Sanger Confirmation for NGS
The Sanger Method, it’s the gold standard for DNA sequencing—but how valuable is it in today’s lab? Sanger has one purpose – to sequence single strands of DNA with a high degree of certainty. It has been around since the 1970’s and though it is an old tool in the genomics tool kit, it is still relevant. Sanger can be used to validate results from NGS, confirm cloned inserts or mutated sequences, identify disease-causing genetic sequences, target small regions, and HLA typing. It is a cost-efficient way of sequencing single samples. Though every sample has a cost, it is far less expensive than running a high-throughput NGS sequencer for a single sequence. The current best practice in many labs is to confirm NGS sequencing with Sanger.
Sanger Sequencing for Clinical Labs
There has been debate in the scientific community about the continued need for Sanger sequencing. While some say NGS is enough to find genetic variants, a study in The Journal of Molecular Diagnostics found the chance for false-positives while testing for difficult-to-detect, disease associated variants was 1.3%, while controlling the bioinformatics pipeline to eliminate those false results would result in missing 2% of real mutations.

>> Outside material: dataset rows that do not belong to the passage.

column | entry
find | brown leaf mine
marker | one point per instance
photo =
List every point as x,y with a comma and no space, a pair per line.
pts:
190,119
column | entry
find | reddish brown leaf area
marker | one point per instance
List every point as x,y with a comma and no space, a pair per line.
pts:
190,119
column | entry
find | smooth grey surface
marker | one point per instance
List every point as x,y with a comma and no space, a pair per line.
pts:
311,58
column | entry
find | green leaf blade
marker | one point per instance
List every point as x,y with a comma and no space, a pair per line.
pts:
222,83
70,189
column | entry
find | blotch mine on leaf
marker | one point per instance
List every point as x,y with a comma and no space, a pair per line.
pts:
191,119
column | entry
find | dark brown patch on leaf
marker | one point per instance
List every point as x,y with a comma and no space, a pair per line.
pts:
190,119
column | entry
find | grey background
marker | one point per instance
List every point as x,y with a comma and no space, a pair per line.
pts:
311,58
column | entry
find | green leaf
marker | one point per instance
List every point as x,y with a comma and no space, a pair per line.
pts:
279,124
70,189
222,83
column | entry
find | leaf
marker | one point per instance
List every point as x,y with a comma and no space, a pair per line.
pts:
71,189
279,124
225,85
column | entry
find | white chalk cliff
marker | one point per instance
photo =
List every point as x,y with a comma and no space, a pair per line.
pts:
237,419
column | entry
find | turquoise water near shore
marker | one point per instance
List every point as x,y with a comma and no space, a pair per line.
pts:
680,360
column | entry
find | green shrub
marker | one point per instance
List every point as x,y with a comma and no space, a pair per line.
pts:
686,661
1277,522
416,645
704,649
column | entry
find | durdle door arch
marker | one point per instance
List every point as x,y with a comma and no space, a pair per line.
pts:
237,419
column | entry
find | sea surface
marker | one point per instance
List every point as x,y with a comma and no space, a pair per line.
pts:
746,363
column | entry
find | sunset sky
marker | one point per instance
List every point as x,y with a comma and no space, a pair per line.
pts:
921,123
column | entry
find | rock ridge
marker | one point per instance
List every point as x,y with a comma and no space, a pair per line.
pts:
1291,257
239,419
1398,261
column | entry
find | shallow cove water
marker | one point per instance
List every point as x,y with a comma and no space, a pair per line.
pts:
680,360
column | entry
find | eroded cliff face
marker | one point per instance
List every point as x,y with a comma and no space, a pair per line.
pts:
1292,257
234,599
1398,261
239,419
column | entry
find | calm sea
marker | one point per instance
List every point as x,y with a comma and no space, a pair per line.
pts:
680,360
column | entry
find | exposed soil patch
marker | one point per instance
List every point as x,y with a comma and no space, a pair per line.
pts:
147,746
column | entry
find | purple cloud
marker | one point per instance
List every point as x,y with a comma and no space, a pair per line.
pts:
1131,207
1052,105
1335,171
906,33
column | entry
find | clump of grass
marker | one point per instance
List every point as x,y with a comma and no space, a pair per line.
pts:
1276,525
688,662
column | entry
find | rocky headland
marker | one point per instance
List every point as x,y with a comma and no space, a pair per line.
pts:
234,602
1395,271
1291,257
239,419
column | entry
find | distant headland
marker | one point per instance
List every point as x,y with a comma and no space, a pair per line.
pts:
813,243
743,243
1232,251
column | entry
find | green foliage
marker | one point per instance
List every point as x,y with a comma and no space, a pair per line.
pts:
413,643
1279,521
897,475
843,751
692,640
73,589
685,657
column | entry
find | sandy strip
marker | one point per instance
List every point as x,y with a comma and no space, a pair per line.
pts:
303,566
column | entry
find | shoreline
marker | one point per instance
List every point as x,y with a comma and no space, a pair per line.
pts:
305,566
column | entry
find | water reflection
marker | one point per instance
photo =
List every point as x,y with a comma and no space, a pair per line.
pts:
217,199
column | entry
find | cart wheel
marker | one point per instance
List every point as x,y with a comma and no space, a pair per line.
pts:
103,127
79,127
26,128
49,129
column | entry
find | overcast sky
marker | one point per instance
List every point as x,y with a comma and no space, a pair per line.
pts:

Adding the additional step of Sanger sequencing to workflows understandably adds turn-around time and expense to projects. However, there are many labs that specialize in sequencing for validation (either as outsourced sites or core hospital sites). This secondary Sanger confirmation is especially important for clinicians making a diagnosis or deciding on treatment options, where the validation of the mutation has real-world implications.
The extra day needed for confirmation is inconsequential when a life may hang in the balance. Confirmation of a diagnosis for an ill patient or genetic testing in a person who believes he/she has a disposition toward a disease is essential. For instance, a person who tested positive for an abnormal BRCA1, BRCA2 or PALB2 gene should have secondary confirmation before considering something as serious as a prophylactic mastectomy.
Sanger Sequencing in Biopharma Labs
Sanger is not the sequencing method traditionally associated with biopharmaceutical development. However, “low tech” Sanger sequencing has a home in the “high tech” world of biopharma R&D, and manufacturing. Labs can rely on both Sanger and NGS, using NGS to meet large-scale needs and Sanger for smaller projects.
There are times when NGS would not be the best use of a lab’s resources. For a biopharma, where testing and creating new large molecules is part of the R&D process, Sanger sequencing helps in sequence validation. Was the experiment a success? Did the team create the correct mutation and what was the result? Instead of taking the time and space in a NGS sequencer to answer these questions, an organization can increase efficiency by using Sanger for small validations and by reserving NGS sequencers for larger scale projects.
Sanger is necessary when moving from upstream bioprocess R&D to downstream production. The ability to trace the sequencing analysis of new modalities as the process moves to scale is vital. If there is a point in the process where results are no longer correct, the ability to check all data about the process, and analyze the samples/products from one step to another is important to pinpoint and correct problems.
Sanger and NGS Data in a Lab
When Sanger testing is done, often the amount of information (miniscule by NGS standards) is read and evaluated in a spreadsheet. The physical separation between the Sanger sequence information and the NGS sequence data opens the possibility for errors in the lab.
Sanger sequencing applications which allow sequence data to be stored on the same informatics platform which also houses NGS sequence data, reduces errors caused by transcription. The Sanger applications in the Marketplace can be coupled with an NGS workflow on Thermo Fisher™ Platform for Science™ software. This allows the information from the Sanger Sequencing to be directly compared with NGS results, leaving the data traceable, and reportable within the informatics platform.
Sanger lets you sequence one fragment at a time – which is a far more efficient use of time and energy if you only have a few samples to sequence. It is still considered the gold standard.